Edit #2, based on today's comments.

A classloader is expected to delegate requests to its parent before it attempts to fulfill the request itself (this is in the ClassLoader JavaDoc). There are a couple of benefits to this practice, foremost being that you won't unintentionally load incompatible instances of the same class.

J2EE classloaders amend this model: the classloader used to load a WAR will attempt to resolve classes before the loader for a containing EAR, which in turn attempts to resolve classes before the container's classloader. The goal here is isolation: if both the WAR and its EAR contain the same library, it's probably because the two need differing versions (that, or they have a sloppy build process). Even in the J2EE case, I believe that the container classloader delegates in the standard way.

kdgregory
"In other words, once you load a class, that class tries to load other classes through the classloader that loaded it." That's what I thought but it doesn't seem to be working 8-( I can't tell what I'm doing wrong.
Jason S
Thanks -- I'll try running your program and seeing how mine differs!
Jason S
Ah: I think I may understand the issue. If I use your approach AND I load a class that's not already on the classpath, it works correctly and recursively loads all the dependent classes through the classloader. If I use your approach and I load a class that is already on the classpath, it doesn't recursively load dependent classes.
Jason S
Does anyone know why this is the case?
Jason S
+1  A: 

In your code the call to super.loadClass() delegates the loading of the class to the parent classloader (just look at the implementation of java.lang.ClassLoader#loadClass).
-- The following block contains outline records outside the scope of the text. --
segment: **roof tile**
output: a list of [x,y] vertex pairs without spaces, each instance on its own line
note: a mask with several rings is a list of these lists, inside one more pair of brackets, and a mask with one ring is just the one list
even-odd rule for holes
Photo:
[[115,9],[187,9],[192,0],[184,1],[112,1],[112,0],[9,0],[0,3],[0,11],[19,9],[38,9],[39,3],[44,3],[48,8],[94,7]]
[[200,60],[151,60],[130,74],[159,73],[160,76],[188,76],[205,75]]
So it is not your instance of DynClassLoader0 that loads the class, but the currentThreadClassLoader (which you took from Thread.currentThread().getContextClassLoader()) that you passed as a constructor parameter to DynClassLoader0. And when the loaded class refers to other classes, they are then also loaded by that classloader and not your DynClassLoader0.

Esko Luontola
The JVM doesn't look to the context classloader to load new classes -- I originally thought it did, but the ClassLoader JavaDoc says otherwise, and a test program fails.
kdgregory
I know I'm delegating to the parent classloader in my DynClassLoader0.loadClass() by calling super.loadClass() -- my question is why DynClassLoader0.loadClass() would not get called.
Jason S
WAIT: I think I am starting to understand the dilemma. Look at the quote in kdgregory's answer ("The methods and constructors of objects created by a class loader may reference other classes. To determine the class(es) referred to, the Java virtual machine invokes the loadClass method of the class loader that originally created the class.") Is there any way to use the default class loader to do the class-creation magic, but tell the JVM, no look at my classloader for downstream classes that may need to be loaded in the future?